Ops Note — Picking the best vSAN host with one PowerCLI check

Excerpt
Quick, repeatable way to see CPU/RAM/vSAN headroom across hosts and choose where to place the next VM. Today it pointed us to vsan2.


Intro
Before cloning a new Windows VM, I ran a fast PowerCLI sweep across three vSAN hosts to compare free CPU, free memory, and vSAN free space. All three had identical vSAN capacity; vsan2 had the most free RAM, so that’s the landing spot.

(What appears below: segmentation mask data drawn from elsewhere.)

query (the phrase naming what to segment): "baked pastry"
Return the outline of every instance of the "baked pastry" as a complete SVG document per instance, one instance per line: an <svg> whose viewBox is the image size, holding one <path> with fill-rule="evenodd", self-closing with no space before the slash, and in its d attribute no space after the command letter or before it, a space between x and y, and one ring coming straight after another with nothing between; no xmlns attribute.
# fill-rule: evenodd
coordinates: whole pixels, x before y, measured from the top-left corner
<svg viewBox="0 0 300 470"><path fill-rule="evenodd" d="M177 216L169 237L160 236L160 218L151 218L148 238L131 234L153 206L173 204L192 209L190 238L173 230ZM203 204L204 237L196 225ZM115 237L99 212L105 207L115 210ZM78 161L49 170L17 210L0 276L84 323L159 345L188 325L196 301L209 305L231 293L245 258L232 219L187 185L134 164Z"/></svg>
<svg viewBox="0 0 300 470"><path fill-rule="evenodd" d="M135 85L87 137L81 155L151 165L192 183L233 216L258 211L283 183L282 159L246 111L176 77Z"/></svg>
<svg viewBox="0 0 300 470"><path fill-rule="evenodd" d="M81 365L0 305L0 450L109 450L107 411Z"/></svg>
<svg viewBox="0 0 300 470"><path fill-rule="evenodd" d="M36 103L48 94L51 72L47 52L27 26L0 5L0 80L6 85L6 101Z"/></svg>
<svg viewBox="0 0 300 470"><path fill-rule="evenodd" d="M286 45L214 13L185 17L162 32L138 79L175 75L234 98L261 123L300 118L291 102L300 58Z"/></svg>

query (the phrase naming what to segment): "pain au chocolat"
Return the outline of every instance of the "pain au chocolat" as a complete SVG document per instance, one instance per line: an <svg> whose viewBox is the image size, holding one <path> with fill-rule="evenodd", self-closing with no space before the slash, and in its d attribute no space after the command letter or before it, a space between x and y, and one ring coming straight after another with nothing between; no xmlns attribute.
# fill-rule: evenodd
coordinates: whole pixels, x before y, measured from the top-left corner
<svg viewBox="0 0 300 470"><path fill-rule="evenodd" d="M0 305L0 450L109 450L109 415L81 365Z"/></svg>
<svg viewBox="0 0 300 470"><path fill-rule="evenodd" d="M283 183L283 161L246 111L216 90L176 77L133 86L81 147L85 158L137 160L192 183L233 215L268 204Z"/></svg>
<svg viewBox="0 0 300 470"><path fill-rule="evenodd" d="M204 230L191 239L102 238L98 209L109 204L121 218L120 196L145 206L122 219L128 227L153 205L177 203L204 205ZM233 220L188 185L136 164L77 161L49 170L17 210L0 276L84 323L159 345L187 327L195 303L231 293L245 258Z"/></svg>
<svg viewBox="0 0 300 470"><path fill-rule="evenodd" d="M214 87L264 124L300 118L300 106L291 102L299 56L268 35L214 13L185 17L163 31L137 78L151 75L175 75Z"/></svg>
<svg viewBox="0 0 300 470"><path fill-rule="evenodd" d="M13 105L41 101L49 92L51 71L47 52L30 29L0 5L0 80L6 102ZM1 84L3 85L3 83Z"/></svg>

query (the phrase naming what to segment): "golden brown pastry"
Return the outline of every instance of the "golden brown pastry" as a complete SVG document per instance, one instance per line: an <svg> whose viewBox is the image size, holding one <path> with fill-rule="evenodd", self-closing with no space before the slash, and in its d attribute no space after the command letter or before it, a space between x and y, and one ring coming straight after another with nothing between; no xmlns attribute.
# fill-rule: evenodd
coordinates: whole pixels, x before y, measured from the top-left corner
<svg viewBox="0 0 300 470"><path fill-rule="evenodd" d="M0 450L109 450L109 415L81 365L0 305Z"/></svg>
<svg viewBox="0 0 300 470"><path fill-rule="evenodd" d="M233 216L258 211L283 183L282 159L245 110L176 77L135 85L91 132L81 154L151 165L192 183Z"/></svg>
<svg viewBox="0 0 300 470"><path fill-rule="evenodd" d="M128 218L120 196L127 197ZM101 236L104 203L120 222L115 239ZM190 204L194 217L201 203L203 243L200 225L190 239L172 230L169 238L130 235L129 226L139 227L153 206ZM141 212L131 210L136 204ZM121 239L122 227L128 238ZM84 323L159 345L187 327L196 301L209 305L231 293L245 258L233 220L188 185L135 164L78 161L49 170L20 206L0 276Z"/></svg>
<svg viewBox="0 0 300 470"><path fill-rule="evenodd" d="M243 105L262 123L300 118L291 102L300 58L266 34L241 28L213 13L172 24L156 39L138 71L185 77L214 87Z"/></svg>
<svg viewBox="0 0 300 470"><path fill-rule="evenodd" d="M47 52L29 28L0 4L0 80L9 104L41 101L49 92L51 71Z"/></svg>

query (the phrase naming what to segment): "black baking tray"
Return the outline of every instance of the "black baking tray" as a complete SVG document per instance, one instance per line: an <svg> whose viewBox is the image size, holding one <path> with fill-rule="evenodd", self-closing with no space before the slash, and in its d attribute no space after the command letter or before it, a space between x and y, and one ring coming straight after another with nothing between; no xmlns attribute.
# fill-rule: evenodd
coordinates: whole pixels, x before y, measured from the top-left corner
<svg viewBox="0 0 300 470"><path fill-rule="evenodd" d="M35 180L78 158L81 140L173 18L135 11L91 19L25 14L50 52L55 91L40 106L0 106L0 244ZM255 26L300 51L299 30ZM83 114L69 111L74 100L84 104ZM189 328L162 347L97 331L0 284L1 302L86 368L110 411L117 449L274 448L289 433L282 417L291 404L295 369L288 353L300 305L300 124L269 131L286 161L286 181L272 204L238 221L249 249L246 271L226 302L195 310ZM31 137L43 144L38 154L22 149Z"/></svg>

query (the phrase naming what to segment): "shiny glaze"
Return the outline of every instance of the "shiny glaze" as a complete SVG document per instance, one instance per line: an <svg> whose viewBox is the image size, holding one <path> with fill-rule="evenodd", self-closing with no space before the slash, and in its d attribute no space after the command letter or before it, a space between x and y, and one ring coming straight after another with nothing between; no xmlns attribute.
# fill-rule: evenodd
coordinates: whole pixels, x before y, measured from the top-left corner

Straight line (what I did)
• Pulled CPU and memory usage per host (MHz/MB) and calculated free.
• Queried each host’s vSAN datastore(s) and summed free/total GB.
• Printed a compact table to compare vsan1/2/3 at a glance.
• Chose the host with the highest Mem_Free_GB (tie-break on vSAN free).


Command (copy/paste)

# Hosts to check (redacted)
$hosts = 'vsan1.example.local','vsan2.example.local','vsan3.example.local'

$report = foreach ($h in $hosts) {
  try {
    $vmh    = Get-VMHost -Name $h -ErrorAction Stop
    $cpuTot = $vmh.CpuTotalMhz;  $cpuUse = $vmh.CpuUsageMhz
    $memTot = $vmh.MemoryTotalMB; $memUse = $vmh.MemoryUsageMB

    $vsan      = $vmh | Get-Datastore | Where-Object { $_.Type -eq 'vsan' }
    $dsCapGB   = ($vsan | Measure-Object CapacityGB  -Sum).Sum
    $dsFreeGB  = ($vsan | Measure-Object FreeSpaceGB -Sum).Sum
    $dsFreePct = if ($dsCapGB) { [math]::Round(100*($dsFreeGB/$dsCapGB),2) } else { 0 }

    [pscustomobject]@{
      Host          = $vmh.Name
      CPU_Free_GHz  = [math]::Round(($cpuTot-$cpuUse)/1000,2)
      CPU_Total_GHz = [math]::Round($cpuTot/1000,2)
      CPU_Free_pct  = if ($cpuTot) { [math]::Round(100*(($cpuTot-$cpuUse)/$cpuTot),2) } else { 0 }
      Mem_Free_GB   = [math]::Round(($memTot-$memUse)/1024,2)
      Mem_Total_GB  = [math]::Round($memTot/1024,2)
      Mem_Free_pct  = if ($memTot) { [math]::Round(100*(($memTot-$memUse)/$memTot),2) } else { 0 }
      vSAN_Free_GB  = [math]::Round($dsFreeGB,2)
      vSAN_Total_GB = [math]::Round($dsCapGB,2)
      vSAN_Free_pct = $dsFreePct
    }
  } catch {
    [pscustomobject]@{ Host=$h; CPU_Free_GHz='n/a'; CPU_Total_GHz='n/a'; CPU_Free_pct='n/a';
      Mem_Free_GB='n/a'; Mem_Total_GB='n/a'; Mem_Free_pct='n/a';
      vSAN_Free_GB='n/a'; vSAN_Total_GB='n/a'; vSAN_Free_pct='n/a' }
  }
}

$report | Format-Table -AutoSize

# Optional: pick best host by RAM, then vSAN GB
$best = $report | Where-Object { $_.Mem_Free_GB -is [double] } |
        Sort-Object Mem_Free_GB, vSAN_Free_GB -Descending | Select-Object -First 1
"Suggested placement: $($best.Host) (Mem free: $($best.Mem_Free_GB) GB, vSAN free: $($best.vSAN_Free_GB) GB)"

Result today
• vsan2 showed the most free RAM, with CPU headroom similar across all three and identical vSAN free space.
• Suggested placement: vsan2.


Pocket I’m keeping
• Check host headroom before every clone—30 seconds now saves hours later.
• Prefer RAM headroom for Windows VDI/worker VMs; CPU is usually similar across nodes.
• Keep a one-liner that prints the table and the suggested host.


What I hear now
Clone to vsan2, power up, then let DRS/vMotion rebalance after the build window. Repeat this check whenever adding workloads or after maintenance.